With Magowan at the helm, the Giants reached the 2002 World Series before falling to the Angels in seven games. By the time the franchise collected its first championship of the San Francisco era, Magowan had already stepped down as the Giants’ managing partner.
At the end of the 2007 season, Magowan and former general manager Brian Sabean came under fire in the Mitchell Report, an independent investigation into the use of steroids and performance-enhancing drugs in Major League Baseball. The criticism came after Magowan recanted a statement he made to former Senator George Mitchell acknowledging he was aware Bonds’ personal trainer Greg Anderson was distributing steroids in the Giants clubhouse.
On May 16, 2008, Magowan announced he was leaving his post as managing partner at the conclusion of the season.

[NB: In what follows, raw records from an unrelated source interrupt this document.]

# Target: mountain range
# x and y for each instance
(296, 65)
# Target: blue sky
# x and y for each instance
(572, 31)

Magowan was succeeded by Bill Neukom, who was replaced by Baer on January 1, 2012.
“I’ll continue to be a partner, an investor, a season ticket holder and a fan, which I have been since I was 8 years old,” Magowan said at the time. “I will be at many games next year and 10 years from now, hopefully.”
Though Magowan’s role shifted, he remained a fixture at the ballpark he helped build even as he battled various health issues. Magowan spent three months in New Orleans during the summer of 2014 receiving treatment for cancer, but returned to AT&T Park shortly after being released from the hospital to watch the Giants clinch their third World Series berth in five seasons during Game 5 of the NLCS.
Magowan traveled with the Giants to Kansas City for the 2014 World Series and saw the franchise capture its third title in five seasons, a run that would not have been possible if a new ownership group didn’t fight to keep the team in San Francisco at the end of the 1992 season.